So much is changing, on every level, everywhere, and we all say will it ever be normal again, and we sigh and long for it to change BACK.
So when you long for Normal, remember, normal can be boring, though it also sometimes can be comforting. Normal can be depressing, but sometimes normal can be restful. Normal can be frustrating. Normal can make you want something different. Normal can make you long for it when suddenly it is drastically taken away.

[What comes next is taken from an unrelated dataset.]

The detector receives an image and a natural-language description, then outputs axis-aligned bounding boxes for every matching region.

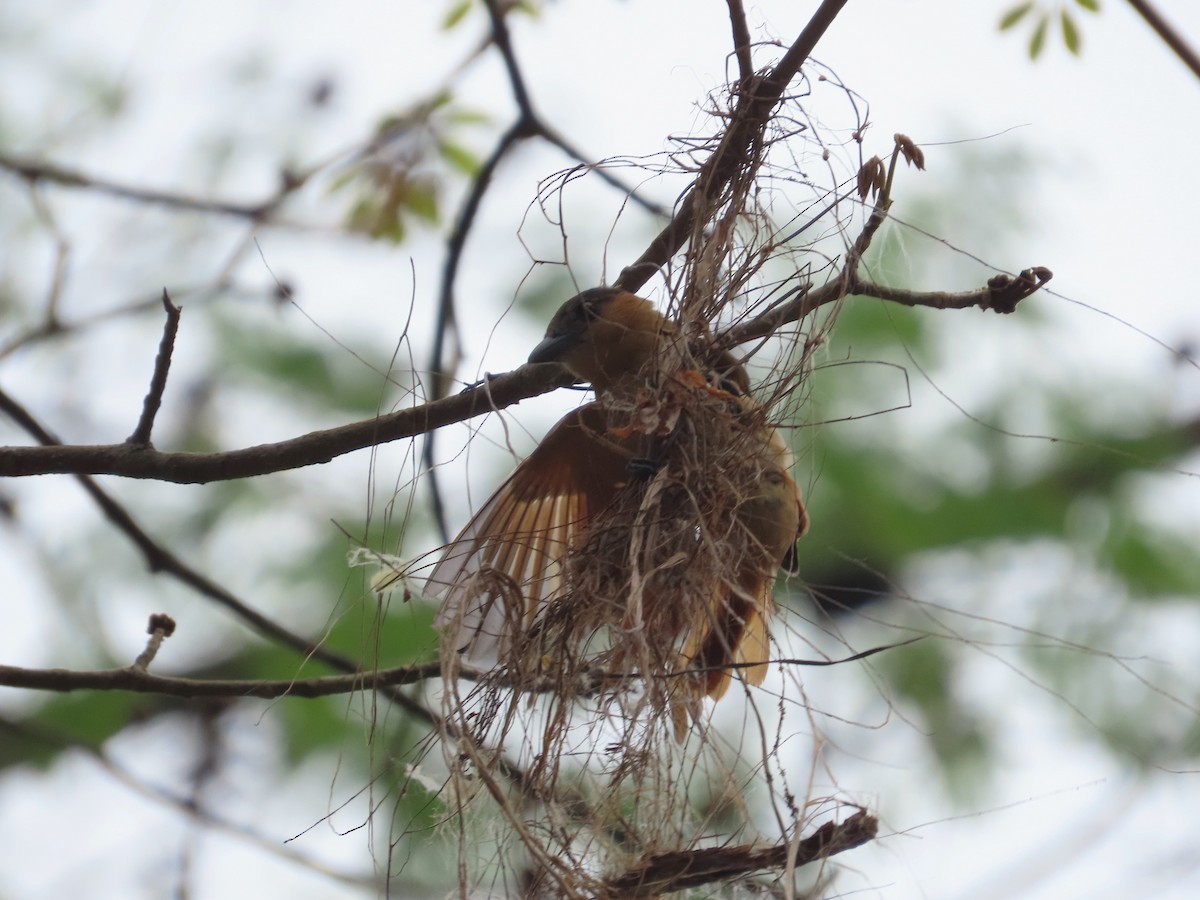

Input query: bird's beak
[529,335,575,362]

Recently I had a dream and in the dream I was in a meeting moving amidst the people and I was suddenly aware that I had a brand new baby and the baby was lying on my chest in one of those sling carriers that holds it tight to your body. So the baby had her head almost where she could hear my heartbeat and at first I was a little disturbed, what am I going do with a new baby, but as I moved throughout the meeting I became aware with surprise that this baby was like a part of my body, right over my heart and the baby never cried or demanded attention, but just was a part of me as I moved through the people. And I became overwhelmed with love for this baby and as I moved through the meeting, I began to stroke the baby’s head and was overwhelmed with tenderness and the love that I know only God can give. When I woke up, the love was so powerful that it stayed with me all through that day.
As I pondered this dream I realized that although this new life was definitely different from my normal structure and way of doing things, it seemed to be a wonderful new life for which I was filled with love, and I learned as I went about to accept this amazing and unprecedented new treasure now a part of my normal.
And the Lord says, Treasure this coming new life, this new normal, and receive it with joy. When death is battering down the door it’s hard to recognize the new, often so opposite from our other life, especially while death is continuing to wear us down. But resist death and let in the new life, embrace it, and love it. Because Holy Spirit is hovering and birthing just as He overshadowed Mary– and look at the Life that was born that changed the world.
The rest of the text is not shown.